Inspired by pagerank, we thought we could find other criteria on how to score the trustworthiness of a site based on network traffic data as well as other metrics. We've since added additional functionality that raise user awareness about dangerous links and websites.
What it does
It's main function is to generate a score based on various metrics that we could gather. Additionally, it adds more security by giving an option to reject all traffic from website not using safe protocols as well as protects against SSL stripping. It also contains a scanning feature which identifies html elements that contain script and makes them more easily noticeable.
How we built it
For the scoring function, we used a logistic regression algorithm to generate weights for the data that we could gather. Using the weights, we can plug in new data and generate a probability of safety. For our front end and more direct to the user security and privacy functionality we built a Google Chrome extensions to act as a medium for our machine learning functions and to regulate access to certain links (helping to mitigate the risk of SSL stripping) while also giving users information about what is behind page links before they click them.
Challenges we ran into
The chrome extension came with limitations we were not aware of beforehand. As a result, we could not accomplish everything we intended to. In addition, there was a lot of data that was categorical which increased the number of variables we had to find with each unique value.
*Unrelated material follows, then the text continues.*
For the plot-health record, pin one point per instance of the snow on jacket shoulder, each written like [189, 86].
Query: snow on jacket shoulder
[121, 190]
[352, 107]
Accomplishments that we're proud of
We managed to get functionality on most of the features we wanted to implement. We also deployed a boosted tree algorithm based on the same data on google cloud for future use. This will allow more features if we decide to build eth0s on a different platform.
What we learned
We learned about the limitations of chrome extensions. In addition, we learned about the many different machine learning algorithm frameworks as well as different ways to deploy the models.
What's next for eth0s
Think of a way to utilize cloud machine learning to learn as new data becomes available as the dataset we used will become less and less relevant over time.